ISSUE #45: Bug Happened to Me
Me, muttering: Aphids wouldn’t act like that. An aphid would never do that.
Earlier this month, my boyfriend and I went to see the second-to-last performance of Bug on Broadway. I had never seen the play or the William Friedkin adaptation, and all I really knew going into it was that it was written by Tracy Letts, sort of but not really about literal bugs, and more about government surveillance (the title being a clever double entendre, get it). It turns out, Bug isn’t really about either of those things at all. Instead, it’s mainly a very frightening, very tragic tale of two people who accidentally trap themselves in a paranoia-fueled folie à deux—a phrase everyone else learned when the Joker sequel came out, but that I learned all the way back when Fall Out Boy released their fourth album.

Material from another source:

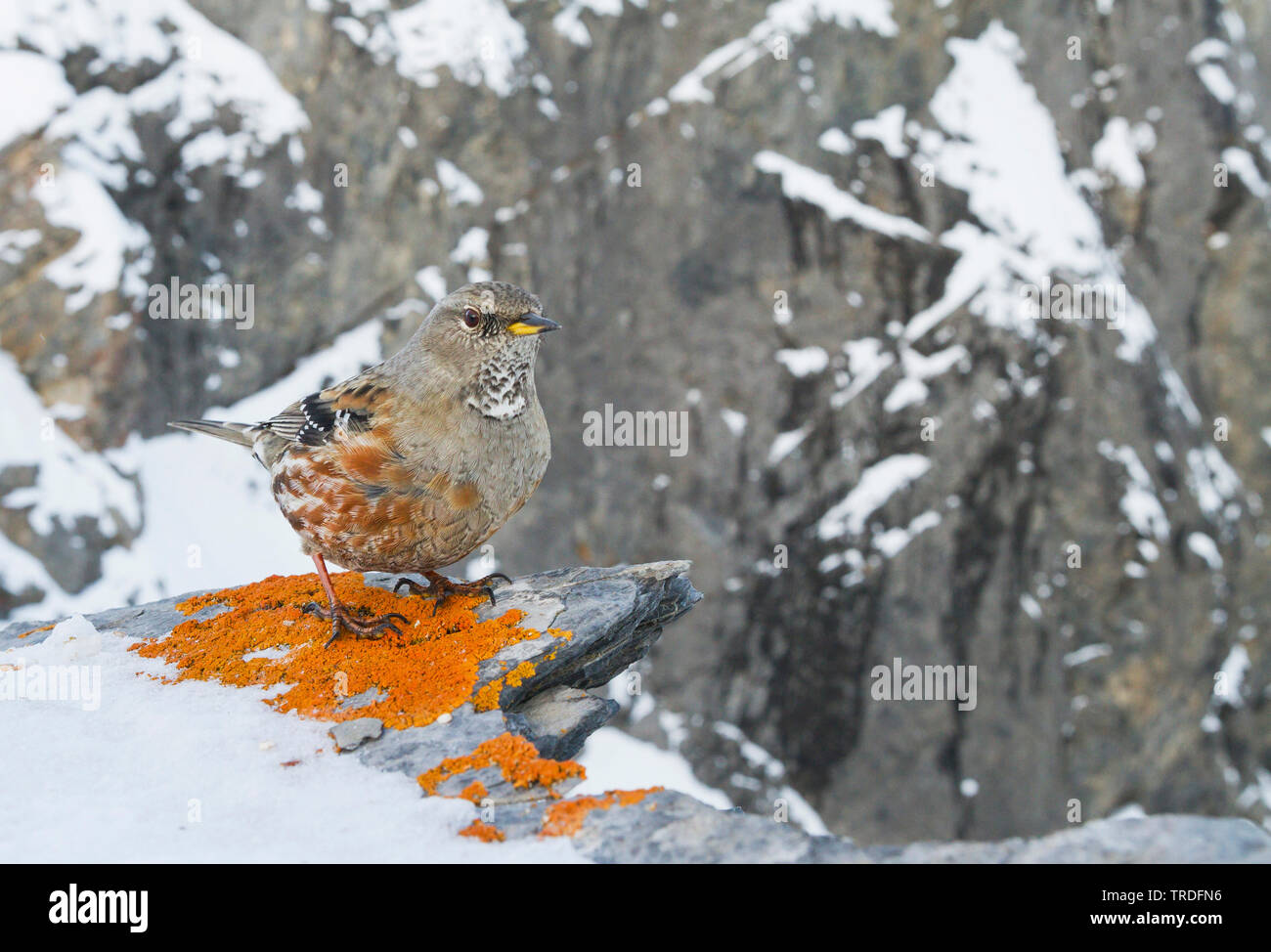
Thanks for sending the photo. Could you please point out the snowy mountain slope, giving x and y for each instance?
(825, 265)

In Bug, a woman named Agnes who lives in a motel hiding from her abusive parolee ex-husband meets a Gulf War veteran named Peter who believes himself afflicted with bloodborne microscopic insects manufactured by the U.S. government that spread through physical and sexual contact. The two wake up one morning certain that they’ve been bitten in the night by tiny bugs—they call them “aphids” in both the play and the movie (probably the most wrong type of bug you could blame for a situation like this, but I’ll let it slide) and they “see” them everywhere. They set glue traps and flypaper all over the motel room, replace their lamps with bug-zappers, and pick patterns of sores into their skin, convinced beyond all doubt that bugs are living on and inside their bodies. I won’t spoil the ending, but it doesn’t end well.
I loved the play, which starred Letts’ wife and prolific Letterboxd poster Carrie Coon (awesome) as Agnes and Namir Smallwood as Peter. It was about as intense as it sounds, but also very moody and sad, with a fantastic single motel room set that was somehow wallpapered entirely with aluminum foil during a particularly harrowing scene change. They locked our phones in Yondr pouches before we took our seats, which had the added effect—maybe intended, maybe not—of further putting us off balance without the security of scrolling before the play had even started.
A few days after, I watched the movie on Tubi, which was not quite as emotionally affecting but equally intense—Ashley Judd and Michael Shannon (who originated the role onstage) are a crazy combo of actors and Friedkin plays them off of each other really well. If I didn’t already know Michael Shannon was a movie star I would 100% believe he was a guy who thought he had bugs swimming around under his skin.
I found both Bug (play) and Bug (movie) personally affecting, not because they’re “about bugs,” which they’re not, but because they’re a very vivid dramatization of the paranoia that really does come with an actual bug infestation in your home. A few years ago, I was victimized by clothes moths, a colony of which took up residence on a section of my living room rug that was under a piece of furniture and so didn’t get vacuumed as often as it should have. If you haven’t had them, clothes moths are horrific: they’re small and avoid light so they can’t be dealt with by any traditional means; they reproduce rapidly, finding any crevice of your home that might house a few edible morsels; and they eat any clothing and decor made with natural fibers, so good luck to all your wool coats and cashmere sweaters. I found a hole in a beloved cable-knit from Ireland that was so big my mom had to patch it up for me.
I researched these moths so thoroughly and so obsessively over a period of 18 months that I’m pretty confident I know more about them now than even a professional exterminator might. I know what they look like, what their larvae look like, what their eggs look like, how long their life cycle takes to complete, what kinds of fibers they prefer over others, what time of year they’re most active. I can tell the different species apart (there are three) just by watching how they fly through the beam of light cast by my lamp. If I saw one perched on a wall or flying around my apartment at night, I wouldn’t be able to go to bed until I had killed it.
People who have dealt with bedbugs say that the psychological toll an infestation like that takes on you is worse than any physical discomfort. My moths are not the biting kind, but I would say my experience was similar. I would see them out of the corner of my eye even when they weren’t there. I would scour my rug with my fingers, pulling apart fibers to see if I could find their cocoons. My cat Seb got so used to seeing me paw around on the furniture—I would let him eat them when I found them—that he gets excited now even if I’m just rearranging a blanket. When he stops and stares into the distance, I wonder for a second if he sees a moth, not unlike Agnes taking her cues from bug-obsessed Peter. Or maybe Seb is Agnes and I’m Peter. Sometimes it’s hard to tell.
Because of this, I felt a kinship with both of Bug’s characters that maybe I wouldn’t have felt if all insects were to me were fun, friendly little creatures who lived outside and didn’t bother me in the comfort of my own home. Because I know what it is to be parasitized against my will, and to annihilate my tiny enemies with my bare hands, I understood, to a degree, how easy it was for Agnes to slip into Peter’s madness. My moths taught me that all things have a dark side, even me. Even bugs.